A novel approach indeed, which is why Schweitzer simply asked himself, "What would the 'real' Jesus of the first century look like?," and then built on ideas (borrowed from David Friedrich Strauss and others) to construct a "Jesus" that would satisfy his main criteria of not sounding modern or pious. Big deal.

TimONeill wrote:
"The Jesus Seminar" is a overwhelmingly liberal American group of scholars who have come up with a Jesus who is remarkably like themselves: radical, socially-progressive, non-violent, sympathetic to the poor and marginalised, preaching a message of wisdom and self/social transformation. As one of their critics once noted, he's more "Jesus of California" than Jesus of Nazareth.

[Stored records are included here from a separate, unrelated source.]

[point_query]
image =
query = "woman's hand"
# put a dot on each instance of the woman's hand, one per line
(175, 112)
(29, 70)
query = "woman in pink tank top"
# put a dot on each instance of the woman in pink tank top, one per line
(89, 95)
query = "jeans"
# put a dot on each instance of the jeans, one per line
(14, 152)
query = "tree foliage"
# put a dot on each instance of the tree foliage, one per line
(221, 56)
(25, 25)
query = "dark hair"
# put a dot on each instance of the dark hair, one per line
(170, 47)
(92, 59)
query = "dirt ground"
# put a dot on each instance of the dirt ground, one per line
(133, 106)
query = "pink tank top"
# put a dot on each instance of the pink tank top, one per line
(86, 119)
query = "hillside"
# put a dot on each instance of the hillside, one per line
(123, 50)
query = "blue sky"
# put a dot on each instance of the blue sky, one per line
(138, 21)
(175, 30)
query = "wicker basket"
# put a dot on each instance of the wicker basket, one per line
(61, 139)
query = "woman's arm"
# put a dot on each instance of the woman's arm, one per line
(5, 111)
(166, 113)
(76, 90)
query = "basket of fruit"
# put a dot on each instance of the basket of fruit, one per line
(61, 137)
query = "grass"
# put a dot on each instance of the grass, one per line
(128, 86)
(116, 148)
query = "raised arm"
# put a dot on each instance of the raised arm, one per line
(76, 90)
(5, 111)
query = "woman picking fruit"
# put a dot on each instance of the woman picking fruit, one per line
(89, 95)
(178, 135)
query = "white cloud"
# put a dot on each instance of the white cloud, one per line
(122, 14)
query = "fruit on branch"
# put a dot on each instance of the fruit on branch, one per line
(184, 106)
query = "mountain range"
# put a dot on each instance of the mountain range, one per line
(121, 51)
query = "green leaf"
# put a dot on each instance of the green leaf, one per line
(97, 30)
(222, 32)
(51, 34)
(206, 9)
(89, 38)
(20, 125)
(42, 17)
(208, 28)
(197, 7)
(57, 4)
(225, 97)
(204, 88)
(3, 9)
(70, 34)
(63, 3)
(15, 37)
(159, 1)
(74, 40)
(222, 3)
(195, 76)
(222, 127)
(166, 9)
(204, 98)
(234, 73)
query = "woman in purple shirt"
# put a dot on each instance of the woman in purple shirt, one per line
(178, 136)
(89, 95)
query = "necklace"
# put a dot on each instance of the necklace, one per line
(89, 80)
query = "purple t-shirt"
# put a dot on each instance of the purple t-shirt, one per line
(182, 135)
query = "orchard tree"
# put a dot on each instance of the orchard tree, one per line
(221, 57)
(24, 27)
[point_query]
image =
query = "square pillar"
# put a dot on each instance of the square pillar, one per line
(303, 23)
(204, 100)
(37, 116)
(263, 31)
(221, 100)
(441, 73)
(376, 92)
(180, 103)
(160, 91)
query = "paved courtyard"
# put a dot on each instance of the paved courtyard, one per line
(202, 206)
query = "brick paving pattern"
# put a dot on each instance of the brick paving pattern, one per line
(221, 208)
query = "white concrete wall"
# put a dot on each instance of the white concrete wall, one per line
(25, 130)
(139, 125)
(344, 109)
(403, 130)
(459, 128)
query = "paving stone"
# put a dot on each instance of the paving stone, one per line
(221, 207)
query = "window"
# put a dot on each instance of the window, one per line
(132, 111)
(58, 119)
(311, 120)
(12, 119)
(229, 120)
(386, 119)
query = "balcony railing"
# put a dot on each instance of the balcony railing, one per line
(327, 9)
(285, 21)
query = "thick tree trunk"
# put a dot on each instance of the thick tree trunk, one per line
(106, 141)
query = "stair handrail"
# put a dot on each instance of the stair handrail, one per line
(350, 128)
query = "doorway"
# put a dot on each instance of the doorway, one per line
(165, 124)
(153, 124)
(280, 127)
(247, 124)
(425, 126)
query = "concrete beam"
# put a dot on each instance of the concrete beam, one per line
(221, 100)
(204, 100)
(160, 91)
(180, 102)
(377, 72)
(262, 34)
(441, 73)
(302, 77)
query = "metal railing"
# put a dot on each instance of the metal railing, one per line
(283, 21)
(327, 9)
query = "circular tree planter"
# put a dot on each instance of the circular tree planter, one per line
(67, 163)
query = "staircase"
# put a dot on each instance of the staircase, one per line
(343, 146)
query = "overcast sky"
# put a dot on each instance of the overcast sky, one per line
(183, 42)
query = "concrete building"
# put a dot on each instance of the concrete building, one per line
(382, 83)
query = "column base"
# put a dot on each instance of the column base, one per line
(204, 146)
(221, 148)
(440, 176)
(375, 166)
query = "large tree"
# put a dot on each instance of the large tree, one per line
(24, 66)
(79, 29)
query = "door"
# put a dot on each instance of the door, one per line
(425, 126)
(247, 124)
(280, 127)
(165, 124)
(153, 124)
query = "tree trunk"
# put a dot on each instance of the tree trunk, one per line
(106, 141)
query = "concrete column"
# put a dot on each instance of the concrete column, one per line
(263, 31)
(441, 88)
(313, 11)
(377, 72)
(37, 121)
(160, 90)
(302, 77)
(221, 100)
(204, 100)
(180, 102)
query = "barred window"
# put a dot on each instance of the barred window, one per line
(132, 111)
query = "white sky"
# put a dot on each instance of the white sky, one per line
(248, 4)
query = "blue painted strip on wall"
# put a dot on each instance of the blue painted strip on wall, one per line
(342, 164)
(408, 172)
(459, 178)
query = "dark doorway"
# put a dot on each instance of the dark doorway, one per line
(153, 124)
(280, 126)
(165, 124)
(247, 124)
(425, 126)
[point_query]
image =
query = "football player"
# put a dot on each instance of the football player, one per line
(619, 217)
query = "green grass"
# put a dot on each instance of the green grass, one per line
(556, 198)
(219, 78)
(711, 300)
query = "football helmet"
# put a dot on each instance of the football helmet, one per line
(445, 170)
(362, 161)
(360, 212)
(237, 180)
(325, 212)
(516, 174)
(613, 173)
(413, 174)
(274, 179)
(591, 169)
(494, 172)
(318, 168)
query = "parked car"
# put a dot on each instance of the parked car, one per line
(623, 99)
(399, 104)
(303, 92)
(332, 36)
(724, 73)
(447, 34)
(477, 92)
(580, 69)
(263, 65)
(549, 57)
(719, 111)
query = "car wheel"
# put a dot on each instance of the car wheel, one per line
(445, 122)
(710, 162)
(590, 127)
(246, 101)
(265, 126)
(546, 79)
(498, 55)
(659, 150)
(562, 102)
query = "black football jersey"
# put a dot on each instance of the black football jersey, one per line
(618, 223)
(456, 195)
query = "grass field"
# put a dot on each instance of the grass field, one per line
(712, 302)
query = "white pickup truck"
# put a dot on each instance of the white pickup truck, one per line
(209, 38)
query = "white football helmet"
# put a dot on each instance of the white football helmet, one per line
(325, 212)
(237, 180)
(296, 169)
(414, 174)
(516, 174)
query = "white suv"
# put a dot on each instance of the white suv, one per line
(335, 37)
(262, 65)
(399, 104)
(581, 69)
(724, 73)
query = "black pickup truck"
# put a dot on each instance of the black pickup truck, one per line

Unfortunately for their hippy Jesus, the gospels and other NT materials are riddled with all this apocalyptic stuff about fire and last judgements and the unrighteous being swept away by a fearsome Messiah and an angry Yahweh. Which is all, like, totally unmellow and not at all in keeping with their Jesus. So they attempt to make this all go away by trying to argue that this is actually a later addition, and not an early stratum at all.


All perfectly valid arguments, considering the sources, and ones made by quite a few scholars who aren't Americans or liberals. And some of the 150 scholars associated with the Jesus Seminar did accept the apocalyptic model, so your attempt to smear the whole seminar is utterly groundless.

TimONeill wrote:
Bart Ehrman gives a good, succinct summary of why this doesn't work at all in his Jesus: Apocalyptic Prophet of the New Millennium pp. 132-134.


One of the weakest of all modern "historic Jesus" books, mind you. Over 90% of it is perfectly compatible with NT Wright's or William Lane Craig's apologetics industries. That you find it some sort of brilliant treatise about the "real" Jesus is laughable.

TimONeill wrote:
One of the nice things about the apocalyptic Jesus idea is that it's advocates escape Schweitzer's trap of resembling their reconstruction - Paula Fredriksen is an agnostic Jew, Bart Ehrman is an agnostic ex-Christian and Dale Allison is (I think) a liberal Christian (of some kind). None of them are apocalypcists. Unlike the aging hippies of the "Jesus Seminar" they aren't arguing for a Jesus that is simply a reflection of their own ideologies, but for an uncomfortable and not terribly attractive Jesus who fits his historical and religious context. That's why it has a ring of authenticity that the contrived hippy Jesus can never have.


And all of them are theologians deeply invested in believing they've discovered a "real" Jesus to worship in a modern, semi-secular way. Which is, in fact, very much a reflection of their own ideologies and self-interests. If you cannot have miracle-working Jesus, the "apocalyptic" one will do just fine as an academic consolation prize. As Schweitzer himself reminds his readers in the epilogue of The Quest of the Historical Jesus, the Galilean holy man "means something to our world because a mighty spiritual force streams forth from Him and flows through our time also. This fact can neither be shaken nor confirmed by any historical discovery. It is the solid foundation of Christianity." Hardly a statement of objective historic inquiry.